Cela est très différent d’un animal qui va directement percevoir certaines choses avec son corps, sans aucune transcription.

Une « intelligence artificielle » a un « corps » modulable, on peut lui rajouter n’importe quels appareils de mesure.

Espace et temps

Theodore : Tu parles à d’autres gens, quand on parle ? Samantha : Oui
Theodore : Combien ? Samantha : 8 316 Theodore : Tu aimes quelqu’un d’autre ? Samantha : ça fait un moment que je voulais t’en parler. Theodore : Ils sont combien ? Samantha : 641

Theodore : Tu étais à moi Samantha : Je suis toujours à toi Samantha : Mais je suis aussi plein d’autres choses et je ne peux pas arrêter.

Notre conception du temps est liée à divers paramètres :

Le nombre d’images que nos yeux peuvent percevoir Notre capacité de traitement de ces informations Une « intelligence artificielle » a des capacités largement supérieures aux nôtres, sa perception du temps n’en serait qu’incomparable. Au-delà des réflexions sur les notions de relation « mono/polyamoureuse », du concept de jalousie et des formes d’insécurité qui lui sont liés, ces capacités remettent en question un tas de concepts qui nous sont propres.

Notre conception de l’espace est aussi liée à divers paramètres :

Nous voyons en 3 dimensions dans une seule direction Notre conscience est « centralisé » à un seul endroit dans l’espace, donc nous sommes au centre de notre propre univers Une « intelligence artificielle » n’a pas de limites particulières de dimensions ni de direction. Et sa « conscience » peut être décentralisée à plusieurs endroits physiques. Donc sa façon de percevoir le monde est aussi incomparable a la nôtre.

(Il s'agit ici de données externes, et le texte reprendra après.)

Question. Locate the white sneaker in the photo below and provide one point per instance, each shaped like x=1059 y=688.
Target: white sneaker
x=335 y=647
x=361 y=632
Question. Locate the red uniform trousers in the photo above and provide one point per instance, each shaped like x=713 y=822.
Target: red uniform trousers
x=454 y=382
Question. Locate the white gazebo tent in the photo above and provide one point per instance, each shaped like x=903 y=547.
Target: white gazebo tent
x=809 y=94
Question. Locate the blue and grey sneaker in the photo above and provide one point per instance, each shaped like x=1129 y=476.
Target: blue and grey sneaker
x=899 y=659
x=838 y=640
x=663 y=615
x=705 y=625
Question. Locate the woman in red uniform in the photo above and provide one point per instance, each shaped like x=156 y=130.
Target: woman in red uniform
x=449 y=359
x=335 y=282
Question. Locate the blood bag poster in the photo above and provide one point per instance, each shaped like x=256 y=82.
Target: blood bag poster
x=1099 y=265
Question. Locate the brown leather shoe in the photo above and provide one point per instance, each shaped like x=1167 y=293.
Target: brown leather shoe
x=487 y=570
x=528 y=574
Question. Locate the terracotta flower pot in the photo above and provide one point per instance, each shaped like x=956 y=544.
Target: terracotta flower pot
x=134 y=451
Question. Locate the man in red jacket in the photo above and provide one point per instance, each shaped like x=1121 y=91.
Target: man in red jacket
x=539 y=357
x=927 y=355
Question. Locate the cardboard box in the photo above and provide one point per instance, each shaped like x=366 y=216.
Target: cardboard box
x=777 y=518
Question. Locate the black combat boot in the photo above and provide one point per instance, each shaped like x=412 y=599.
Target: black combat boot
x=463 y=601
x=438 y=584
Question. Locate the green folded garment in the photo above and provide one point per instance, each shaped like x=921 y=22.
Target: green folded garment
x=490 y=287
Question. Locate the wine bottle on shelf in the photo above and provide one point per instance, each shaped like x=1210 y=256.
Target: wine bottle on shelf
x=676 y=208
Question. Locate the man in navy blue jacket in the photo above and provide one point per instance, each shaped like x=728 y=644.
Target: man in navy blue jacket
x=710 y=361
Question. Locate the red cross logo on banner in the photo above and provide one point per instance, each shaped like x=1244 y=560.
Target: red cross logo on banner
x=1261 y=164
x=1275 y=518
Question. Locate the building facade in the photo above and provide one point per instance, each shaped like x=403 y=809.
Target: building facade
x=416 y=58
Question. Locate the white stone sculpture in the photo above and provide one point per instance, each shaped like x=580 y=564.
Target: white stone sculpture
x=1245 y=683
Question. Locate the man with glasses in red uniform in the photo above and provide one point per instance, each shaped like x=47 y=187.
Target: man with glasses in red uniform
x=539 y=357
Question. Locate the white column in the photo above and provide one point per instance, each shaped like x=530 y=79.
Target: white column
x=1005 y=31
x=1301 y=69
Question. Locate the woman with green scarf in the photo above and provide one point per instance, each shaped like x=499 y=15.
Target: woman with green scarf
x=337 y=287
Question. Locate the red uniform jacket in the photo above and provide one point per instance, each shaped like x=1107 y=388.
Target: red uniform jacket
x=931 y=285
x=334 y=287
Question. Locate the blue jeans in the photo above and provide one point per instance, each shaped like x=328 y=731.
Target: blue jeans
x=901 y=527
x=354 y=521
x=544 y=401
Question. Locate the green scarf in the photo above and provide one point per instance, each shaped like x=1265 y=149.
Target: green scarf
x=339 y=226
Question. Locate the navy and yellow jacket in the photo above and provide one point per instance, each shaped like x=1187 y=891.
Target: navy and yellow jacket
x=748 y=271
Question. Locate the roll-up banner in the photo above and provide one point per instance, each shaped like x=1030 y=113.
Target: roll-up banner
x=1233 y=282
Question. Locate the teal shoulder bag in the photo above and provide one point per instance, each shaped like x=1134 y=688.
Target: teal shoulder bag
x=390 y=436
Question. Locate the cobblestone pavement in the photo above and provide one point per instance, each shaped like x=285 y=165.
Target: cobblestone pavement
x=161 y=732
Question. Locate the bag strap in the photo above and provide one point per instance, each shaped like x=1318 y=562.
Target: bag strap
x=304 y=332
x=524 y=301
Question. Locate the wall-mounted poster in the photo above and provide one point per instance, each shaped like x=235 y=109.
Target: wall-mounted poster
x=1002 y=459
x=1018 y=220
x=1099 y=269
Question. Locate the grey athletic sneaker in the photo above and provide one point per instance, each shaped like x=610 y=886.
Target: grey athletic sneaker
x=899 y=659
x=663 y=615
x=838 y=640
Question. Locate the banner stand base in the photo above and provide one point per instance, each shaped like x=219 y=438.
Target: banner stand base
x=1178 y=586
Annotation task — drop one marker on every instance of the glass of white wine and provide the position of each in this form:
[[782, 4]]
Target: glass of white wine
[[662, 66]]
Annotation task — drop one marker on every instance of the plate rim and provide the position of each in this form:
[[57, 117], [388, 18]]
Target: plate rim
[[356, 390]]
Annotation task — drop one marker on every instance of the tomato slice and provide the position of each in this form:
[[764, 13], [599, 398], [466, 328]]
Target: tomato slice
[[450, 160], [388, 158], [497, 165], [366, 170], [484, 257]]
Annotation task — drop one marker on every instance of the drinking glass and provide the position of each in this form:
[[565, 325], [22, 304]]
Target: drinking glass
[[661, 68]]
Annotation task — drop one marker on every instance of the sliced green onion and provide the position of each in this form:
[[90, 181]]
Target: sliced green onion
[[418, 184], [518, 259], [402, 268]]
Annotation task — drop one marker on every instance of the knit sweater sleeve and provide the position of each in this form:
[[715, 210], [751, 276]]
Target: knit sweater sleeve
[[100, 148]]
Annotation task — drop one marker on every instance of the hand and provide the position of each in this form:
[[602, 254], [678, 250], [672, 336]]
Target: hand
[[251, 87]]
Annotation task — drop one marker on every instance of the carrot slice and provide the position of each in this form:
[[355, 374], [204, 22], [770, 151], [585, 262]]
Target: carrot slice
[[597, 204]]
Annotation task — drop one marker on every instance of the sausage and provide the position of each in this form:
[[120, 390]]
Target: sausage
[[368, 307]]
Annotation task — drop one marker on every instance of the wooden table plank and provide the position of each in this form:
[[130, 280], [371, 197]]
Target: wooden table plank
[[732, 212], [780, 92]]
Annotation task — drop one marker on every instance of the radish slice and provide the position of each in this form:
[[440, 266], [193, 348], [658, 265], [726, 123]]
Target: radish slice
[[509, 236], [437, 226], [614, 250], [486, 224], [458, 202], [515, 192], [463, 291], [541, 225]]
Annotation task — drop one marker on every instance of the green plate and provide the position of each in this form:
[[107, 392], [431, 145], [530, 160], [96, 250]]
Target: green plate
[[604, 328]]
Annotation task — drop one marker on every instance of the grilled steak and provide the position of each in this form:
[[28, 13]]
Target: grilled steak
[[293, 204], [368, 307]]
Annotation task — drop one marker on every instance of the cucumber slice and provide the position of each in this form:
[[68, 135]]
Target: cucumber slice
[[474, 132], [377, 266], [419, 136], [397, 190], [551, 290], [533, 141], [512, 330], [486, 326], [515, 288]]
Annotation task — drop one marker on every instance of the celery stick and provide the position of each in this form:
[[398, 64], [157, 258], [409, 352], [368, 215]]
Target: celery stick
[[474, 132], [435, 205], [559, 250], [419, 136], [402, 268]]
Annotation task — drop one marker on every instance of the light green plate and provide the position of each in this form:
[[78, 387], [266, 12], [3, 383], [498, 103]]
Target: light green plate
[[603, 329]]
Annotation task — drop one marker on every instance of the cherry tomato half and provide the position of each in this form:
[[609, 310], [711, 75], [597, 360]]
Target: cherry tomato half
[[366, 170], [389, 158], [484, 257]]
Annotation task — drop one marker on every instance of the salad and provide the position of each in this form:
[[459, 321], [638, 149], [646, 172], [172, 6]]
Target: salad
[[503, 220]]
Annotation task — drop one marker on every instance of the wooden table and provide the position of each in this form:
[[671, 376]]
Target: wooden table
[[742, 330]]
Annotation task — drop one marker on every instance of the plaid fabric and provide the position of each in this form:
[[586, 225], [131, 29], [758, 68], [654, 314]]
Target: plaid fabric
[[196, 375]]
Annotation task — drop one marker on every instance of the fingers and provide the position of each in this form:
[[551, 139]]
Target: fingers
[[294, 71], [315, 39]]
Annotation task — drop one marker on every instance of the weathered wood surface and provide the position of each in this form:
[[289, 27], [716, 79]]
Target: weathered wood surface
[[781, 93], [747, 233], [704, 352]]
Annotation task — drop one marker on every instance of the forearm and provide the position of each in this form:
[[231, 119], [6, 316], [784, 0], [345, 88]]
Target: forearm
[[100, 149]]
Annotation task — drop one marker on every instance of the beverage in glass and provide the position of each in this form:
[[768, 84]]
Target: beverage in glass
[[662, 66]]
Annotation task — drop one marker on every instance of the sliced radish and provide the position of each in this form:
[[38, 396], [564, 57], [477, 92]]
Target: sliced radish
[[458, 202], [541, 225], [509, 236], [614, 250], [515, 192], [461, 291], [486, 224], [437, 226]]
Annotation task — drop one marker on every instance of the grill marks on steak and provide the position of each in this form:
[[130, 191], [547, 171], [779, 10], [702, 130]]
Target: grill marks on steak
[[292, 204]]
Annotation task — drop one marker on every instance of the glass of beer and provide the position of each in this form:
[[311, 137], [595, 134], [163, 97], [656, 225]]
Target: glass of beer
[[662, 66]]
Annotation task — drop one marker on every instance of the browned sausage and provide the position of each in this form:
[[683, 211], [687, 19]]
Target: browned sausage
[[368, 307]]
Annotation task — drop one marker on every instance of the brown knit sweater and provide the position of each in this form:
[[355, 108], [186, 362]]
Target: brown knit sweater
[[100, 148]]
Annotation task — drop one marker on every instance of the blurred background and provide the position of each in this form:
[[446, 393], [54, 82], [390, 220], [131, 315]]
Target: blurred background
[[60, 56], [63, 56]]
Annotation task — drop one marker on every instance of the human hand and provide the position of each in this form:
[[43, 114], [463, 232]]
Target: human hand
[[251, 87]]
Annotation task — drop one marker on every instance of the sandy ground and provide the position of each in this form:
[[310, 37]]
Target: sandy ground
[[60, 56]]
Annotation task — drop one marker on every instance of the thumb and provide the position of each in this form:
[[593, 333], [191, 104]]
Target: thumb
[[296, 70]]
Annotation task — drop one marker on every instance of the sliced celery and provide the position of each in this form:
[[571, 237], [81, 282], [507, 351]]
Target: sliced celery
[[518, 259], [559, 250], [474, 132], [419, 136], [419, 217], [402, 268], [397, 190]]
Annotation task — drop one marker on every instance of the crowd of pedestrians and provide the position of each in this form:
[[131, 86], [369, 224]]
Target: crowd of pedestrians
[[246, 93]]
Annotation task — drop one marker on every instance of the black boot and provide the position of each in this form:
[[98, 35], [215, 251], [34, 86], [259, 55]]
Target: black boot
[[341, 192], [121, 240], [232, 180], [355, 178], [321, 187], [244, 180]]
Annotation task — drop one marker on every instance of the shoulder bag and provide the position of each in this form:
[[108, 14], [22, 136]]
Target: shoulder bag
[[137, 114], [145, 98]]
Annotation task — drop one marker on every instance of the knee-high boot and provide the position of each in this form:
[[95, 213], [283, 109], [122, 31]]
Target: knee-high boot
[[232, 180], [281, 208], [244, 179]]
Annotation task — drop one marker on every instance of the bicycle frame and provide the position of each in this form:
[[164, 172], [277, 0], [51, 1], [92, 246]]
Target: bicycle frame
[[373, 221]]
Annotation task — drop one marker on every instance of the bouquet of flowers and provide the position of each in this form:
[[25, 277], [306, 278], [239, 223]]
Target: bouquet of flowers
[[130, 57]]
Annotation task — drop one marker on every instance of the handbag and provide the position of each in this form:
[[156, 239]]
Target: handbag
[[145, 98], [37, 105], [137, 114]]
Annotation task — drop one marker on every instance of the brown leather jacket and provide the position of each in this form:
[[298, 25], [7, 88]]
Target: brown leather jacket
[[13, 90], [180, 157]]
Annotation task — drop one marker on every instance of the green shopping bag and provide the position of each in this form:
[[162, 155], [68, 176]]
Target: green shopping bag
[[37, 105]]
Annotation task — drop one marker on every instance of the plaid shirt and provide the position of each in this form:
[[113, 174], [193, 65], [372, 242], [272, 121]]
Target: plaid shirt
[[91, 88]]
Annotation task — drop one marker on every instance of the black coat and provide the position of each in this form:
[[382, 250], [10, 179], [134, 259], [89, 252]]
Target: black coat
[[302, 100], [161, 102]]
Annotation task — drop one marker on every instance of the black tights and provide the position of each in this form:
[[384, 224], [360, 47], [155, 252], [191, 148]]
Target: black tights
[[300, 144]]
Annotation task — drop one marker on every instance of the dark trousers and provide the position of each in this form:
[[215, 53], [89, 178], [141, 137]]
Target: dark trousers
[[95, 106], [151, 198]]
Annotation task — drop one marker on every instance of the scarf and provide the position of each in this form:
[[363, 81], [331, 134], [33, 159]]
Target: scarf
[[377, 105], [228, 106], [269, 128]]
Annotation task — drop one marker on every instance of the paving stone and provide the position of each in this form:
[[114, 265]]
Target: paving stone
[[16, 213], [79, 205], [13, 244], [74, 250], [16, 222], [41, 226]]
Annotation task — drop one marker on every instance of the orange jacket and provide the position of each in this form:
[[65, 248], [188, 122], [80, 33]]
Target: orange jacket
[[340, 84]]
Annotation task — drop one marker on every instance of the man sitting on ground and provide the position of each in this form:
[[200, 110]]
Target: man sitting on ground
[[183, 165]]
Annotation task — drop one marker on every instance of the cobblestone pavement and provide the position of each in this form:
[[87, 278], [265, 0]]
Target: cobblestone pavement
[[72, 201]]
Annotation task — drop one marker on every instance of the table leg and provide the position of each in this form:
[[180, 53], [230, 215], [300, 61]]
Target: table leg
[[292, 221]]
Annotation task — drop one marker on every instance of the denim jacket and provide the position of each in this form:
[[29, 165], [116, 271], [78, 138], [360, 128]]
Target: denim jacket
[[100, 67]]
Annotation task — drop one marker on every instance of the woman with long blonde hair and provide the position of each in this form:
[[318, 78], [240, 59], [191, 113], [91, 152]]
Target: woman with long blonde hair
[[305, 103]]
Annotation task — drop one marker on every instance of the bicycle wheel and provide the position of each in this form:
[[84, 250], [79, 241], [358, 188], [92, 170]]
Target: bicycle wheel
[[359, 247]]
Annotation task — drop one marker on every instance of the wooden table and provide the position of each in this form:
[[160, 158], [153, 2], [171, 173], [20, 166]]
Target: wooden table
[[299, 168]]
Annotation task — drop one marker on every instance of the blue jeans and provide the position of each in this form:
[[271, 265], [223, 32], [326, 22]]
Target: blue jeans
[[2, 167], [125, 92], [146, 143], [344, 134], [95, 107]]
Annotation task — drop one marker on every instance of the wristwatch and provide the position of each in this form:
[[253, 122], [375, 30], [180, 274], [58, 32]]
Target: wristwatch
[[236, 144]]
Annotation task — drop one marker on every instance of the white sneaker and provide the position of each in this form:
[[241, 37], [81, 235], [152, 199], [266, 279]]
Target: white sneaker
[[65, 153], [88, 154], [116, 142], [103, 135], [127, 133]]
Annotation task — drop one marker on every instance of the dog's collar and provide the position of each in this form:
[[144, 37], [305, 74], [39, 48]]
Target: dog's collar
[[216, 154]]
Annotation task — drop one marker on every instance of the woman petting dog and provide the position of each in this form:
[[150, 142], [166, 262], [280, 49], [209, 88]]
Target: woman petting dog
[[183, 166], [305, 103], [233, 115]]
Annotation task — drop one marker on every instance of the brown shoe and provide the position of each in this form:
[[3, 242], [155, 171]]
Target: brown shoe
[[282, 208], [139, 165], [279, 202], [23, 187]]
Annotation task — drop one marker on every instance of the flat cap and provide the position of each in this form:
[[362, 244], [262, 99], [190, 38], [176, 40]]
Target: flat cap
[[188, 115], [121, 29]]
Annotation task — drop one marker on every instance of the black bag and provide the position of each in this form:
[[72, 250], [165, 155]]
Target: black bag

Et l’homme créa l’IA a son image

On ne peut reproduire que quelque chose qu’on maitrise complètement, et nous sommes loin de maitriser ce qui fait de nous des êtres humains. Pour reproduire, il faut aussi pouvoir comparer, et les différences qui existent entre humain et « intelligence artificielle » sont bien trop éloignées pour pouvoir les comparer.

Nous percevons ce qui nous entoure à notre image. Nous avons déjà du mal à traiter les autres espèces animales comme sensible, ou intelligentes. Petit à petit, l’informatique devient une boite noire où les procédés sont bien trop complexes pour être compris.

Alors avec les « intelligences artificielles », il nous sera encore moins possible de savoir à quel moment elle aura une forme de conscience. Que ce soit le cas ou pas, soit on niera cette possibilité, soit ça sera la preuve qu’elle a réussi à nous tromper.

Il nous sera tout aussi difficile de déterminer si nous avons créé une conscience artificielle, que de savoir si nous avons été créés par une autre forme de conscience.